Campaign adviser Stephanie Cutter confirmed that Harris was “unwilling” to split from Biden.
“She had a huge lack of popularity because people didn’t know about her, or what they did know about her was due to negative media,” she said.
Campaign manager Jen O’Malley Dillon talks about Kamala Harris’ failed campaign
Kamala Harris advisors Quentin Fulks and Stephanie Cutter
But the campaign veterans did not say what efforts they made to get Harris to split from the president, essentially saddled her with the blame for the two biggest voters’ problems: the rising prices of everyday goods and the burden of massive illegal immigration.
The group agreed on one thing their opponents did that really hurt Harris: Trump’s “they/them” ad highlighting Harris’ support for taxpayer-funded transgender surgeries for prisoners.
“She was on the tape. “Surgery for people who wanted to transition into prison was part of the Biden-Harris platform in 2020, it was part of what the administration did,” Plouffe admitted.
Quentin Fulks said the ad was used to suppress the vote of black voters, and that it was effective at sending the message that the Harris campaign didn’t care about voters.
“The way they targeted this ad, they were trying to make our job harder with Black voters, I’m just going to put it bluntly … especially Black men,” he said.
U.S. Vice President Democratic presidential candidate Kamala Harris waves to supporters at the end of her concession speech at Howard University in Washington, DC, on November 6, 2024
Cutter agreed.
“Their strategy is not to attract new voters, they are trying to mess with us,” Cutter said.
Cutter and O’Malley Dillon also complained about the corporate media for creating a narrative that Harris was unwilling or unable to do interviews.
She hinted that Harris suffered from a “double standard” because the vice president did not do interviews after becoming the nominee.
“The questions were small and process-oriented,” Dillon said.
“Stupid,” Cutter interjected. ‘Just stupid.’
“It’s complete nonsense to be against the story that we did nothing or that we were afraid of interviews…” Dillon said bitterly.
Despite their frustrations with the establishment media, they admitted they were unable to make an impact on popular podcasts the way Trump did.
The group defended the campaign’s decision not to appear on the Joe Rogan podcast, reiterating that it was merely a scheduling and time issue.
‘It’s quite simple.

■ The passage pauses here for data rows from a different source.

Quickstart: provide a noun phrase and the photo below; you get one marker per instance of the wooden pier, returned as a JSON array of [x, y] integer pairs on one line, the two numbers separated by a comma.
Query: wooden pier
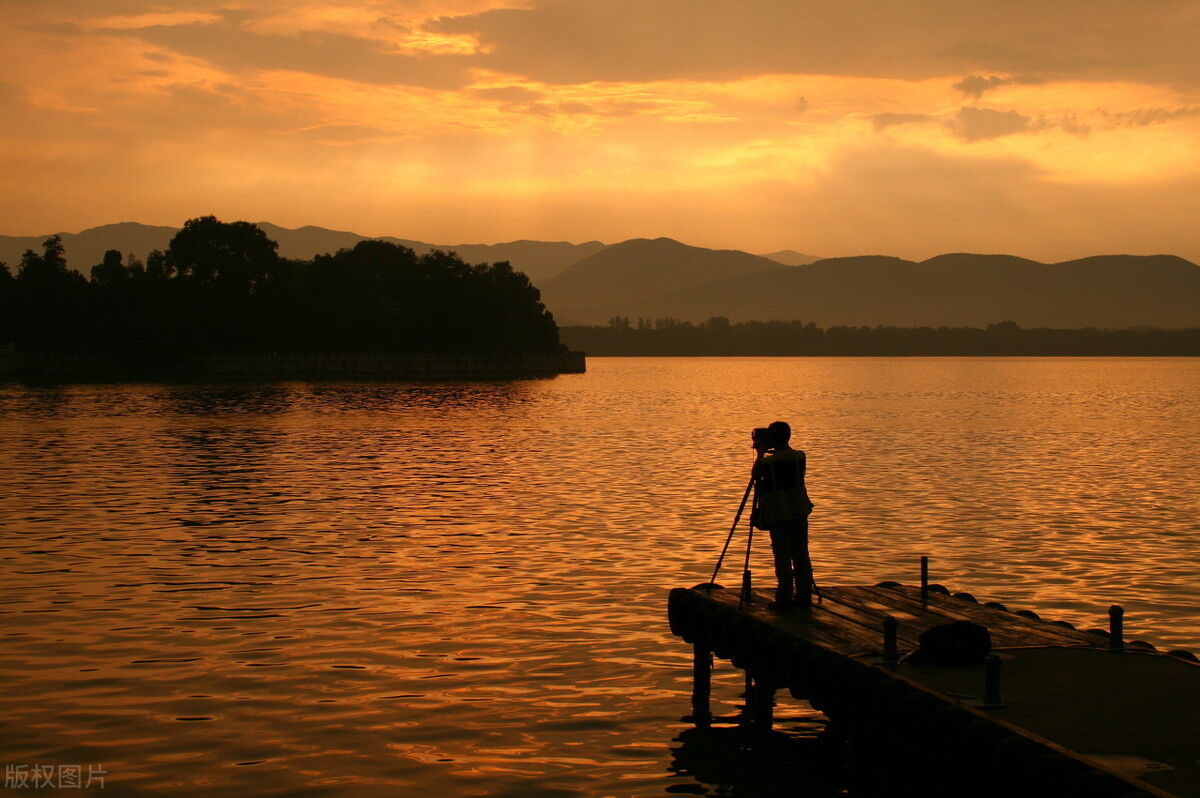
[[1054, 711]]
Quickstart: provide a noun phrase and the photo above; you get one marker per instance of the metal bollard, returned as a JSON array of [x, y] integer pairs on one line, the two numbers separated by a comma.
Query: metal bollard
[[924, 581], [991, 695], [1116, 628], [889, 639]]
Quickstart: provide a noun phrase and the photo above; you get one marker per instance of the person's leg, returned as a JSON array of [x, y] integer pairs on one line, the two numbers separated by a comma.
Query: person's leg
[[801, 562], [781, 547]]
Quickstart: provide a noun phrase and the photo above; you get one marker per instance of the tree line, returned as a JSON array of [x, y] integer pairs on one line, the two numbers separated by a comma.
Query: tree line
[[222, 287], [719, 336]]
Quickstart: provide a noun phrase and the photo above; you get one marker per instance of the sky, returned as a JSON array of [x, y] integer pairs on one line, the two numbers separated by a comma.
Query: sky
[[1047, 130]]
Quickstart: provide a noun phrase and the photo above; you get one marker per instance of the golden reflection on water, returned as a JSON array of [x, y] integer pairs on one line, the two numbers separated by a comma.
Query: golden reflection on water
[[460, 588]]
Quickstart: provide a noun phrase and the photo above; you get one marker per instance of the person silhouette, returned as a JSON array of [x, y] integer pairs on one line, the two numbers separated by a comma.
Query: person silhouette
[[783, 508]]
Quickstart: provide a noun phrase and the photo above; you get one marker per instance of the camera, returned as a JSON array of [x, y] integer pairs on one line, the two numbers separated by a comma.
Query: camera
[[761, 438]]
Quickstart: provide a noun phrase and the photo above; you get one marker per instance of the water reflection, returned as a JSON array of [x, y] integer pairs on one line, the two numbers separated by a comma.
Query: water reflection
[[732, 761], [460, 588]]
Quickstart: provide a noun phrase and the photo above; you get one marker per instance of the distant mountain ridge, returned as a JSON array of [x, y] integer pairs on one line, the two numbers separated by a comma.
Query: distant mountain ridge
[[639, 269], [947, 291], [539, 259], [592, 282]]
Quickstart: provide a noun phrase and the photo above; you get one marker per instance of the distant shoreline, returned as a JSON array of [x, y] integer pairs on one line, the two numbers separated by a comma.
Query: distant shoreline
[[84, 367], [719, 337]]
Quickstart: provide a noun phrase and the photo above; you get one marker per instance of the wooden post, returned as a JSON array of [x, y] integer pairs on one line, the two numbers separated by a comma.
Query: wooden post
[[761, 703], [1116, 628], [889, 639], [924, 581], [701, 685], [991, 696]]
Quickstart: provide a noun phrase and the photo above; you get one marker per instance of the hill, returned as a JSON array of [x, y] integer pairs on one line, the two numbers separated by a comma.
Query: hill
[[957, 289], [631, 271], [538, 259], [791, 258]]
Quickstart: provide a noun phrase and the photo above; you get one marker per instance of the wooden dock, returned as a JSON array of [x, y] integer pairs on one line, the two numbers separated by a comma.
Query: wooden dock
[[1074, 712]]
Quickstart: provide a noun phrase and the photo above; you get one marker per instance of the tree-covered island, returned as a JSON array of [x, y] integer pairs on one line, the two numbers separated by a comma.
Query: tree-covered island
[[221, 289]]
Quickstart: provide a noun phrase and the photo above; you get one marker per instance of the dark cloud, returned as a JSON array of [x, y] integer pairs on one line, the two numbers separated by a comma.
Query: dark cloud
[[882, 121], [577, 41], [975, 85], [335, 55], [979, 124]]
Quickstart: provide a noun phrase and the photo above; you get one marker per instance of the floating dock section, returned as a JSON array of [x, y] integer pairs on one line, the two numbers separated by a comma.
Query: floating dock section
[[1054, 711]]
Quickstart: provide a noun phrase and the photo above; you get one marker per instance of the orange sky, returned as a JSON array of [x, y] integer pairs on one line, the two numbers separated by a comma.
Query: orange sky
[[1048, 130]]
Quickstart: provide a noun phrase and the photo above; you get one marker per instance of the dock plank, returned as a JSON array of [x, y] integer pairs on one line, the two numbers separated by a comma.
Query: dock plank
[[1123, 717], [1006, 629]]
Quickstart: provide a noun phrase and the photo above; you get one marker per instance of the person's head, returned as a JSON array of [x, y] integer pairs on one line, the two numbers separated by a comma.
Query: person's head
[[780, 433]]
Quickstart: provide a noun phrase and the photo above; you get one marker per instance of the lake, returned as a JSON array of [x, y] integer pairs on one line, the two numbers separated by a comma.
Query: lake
[[460, 588]]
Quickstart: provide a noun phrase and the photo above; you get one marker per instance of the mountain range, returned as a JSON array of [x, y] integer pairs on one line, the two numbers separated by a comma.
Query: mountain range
[[592, 282]]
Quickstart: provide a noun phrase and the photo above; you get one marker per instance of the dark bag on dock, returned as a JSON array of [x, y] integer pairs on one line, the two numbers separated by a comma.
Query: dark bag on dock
[[960, 645]]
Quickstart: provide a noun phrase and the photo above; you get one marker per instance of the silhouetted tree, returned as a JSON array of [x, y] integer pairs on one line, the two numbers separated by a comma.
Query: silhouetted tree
[[222, 287], [111, 271], [7, 304]]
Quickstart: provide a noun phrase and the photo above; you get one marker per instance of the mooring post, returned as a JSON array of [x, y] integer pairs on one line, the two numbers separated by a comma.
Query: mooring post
[[760, 702], [701, 685], [1116, 628], [991, 695], [924, 581], [889, 639]]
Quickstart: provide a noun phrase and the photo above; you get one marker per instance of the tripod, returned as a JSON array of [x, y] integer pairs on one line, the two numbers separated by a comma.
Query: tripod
[[729, 538]]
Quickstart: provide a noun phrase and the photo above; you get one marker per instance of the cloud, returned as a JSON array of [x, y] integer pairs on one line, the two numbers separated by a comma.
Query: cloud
[[882, 121], [1145, 117], [981, 124], [508, 94], [975, 85], [337, 55], [649, 40]]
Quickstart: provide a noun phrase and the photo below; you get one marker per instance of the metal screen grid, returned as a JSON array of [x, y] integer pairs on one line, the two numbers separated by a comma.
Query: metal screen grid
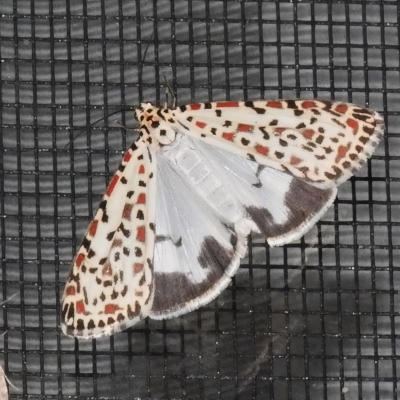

We wanted to do it, but it was a very short race with a limited number of days, but for a candidate who leaves and goes to Houston, it is very important that the timing is right,” Cutter said, reiterating that Rogan, “wanted that we have to stand up.’
They admitted that Harris had taken the day off to go to Houston to campaign for abortion rights with Beyonce, but that they were unable to visit Rogan’s studio in Austin while they were already in Texas.
Vice President Kamala Harris delivers a concession speech for the 2024 presidential election
Jen O’Malley Dillon, campaign manager for Democratic presidential candidate U.S. Vice President Kamala Harris
They said they tried to get Harris on other popular Internet shows like “Hot Ones” but were turned down because of the show’s disinterest in dealing with politics.
Trump reached young voters on TikTok, Cutter admitted, in a way that Harris didn’t break through.
Cutter also said Trump resonated on social media because he portrayed a “very masculine strong figure” who showed up at UFC fights and continued to feud with Democrats.
Democrats, she said, were seen as “squishy” and forced to have conversations about transgender people in bathrooms.
“I’m not saying we’re going to mimic that, we don’t want to mimic that, but we need to pay attention to why people find that attractive,” she concluded.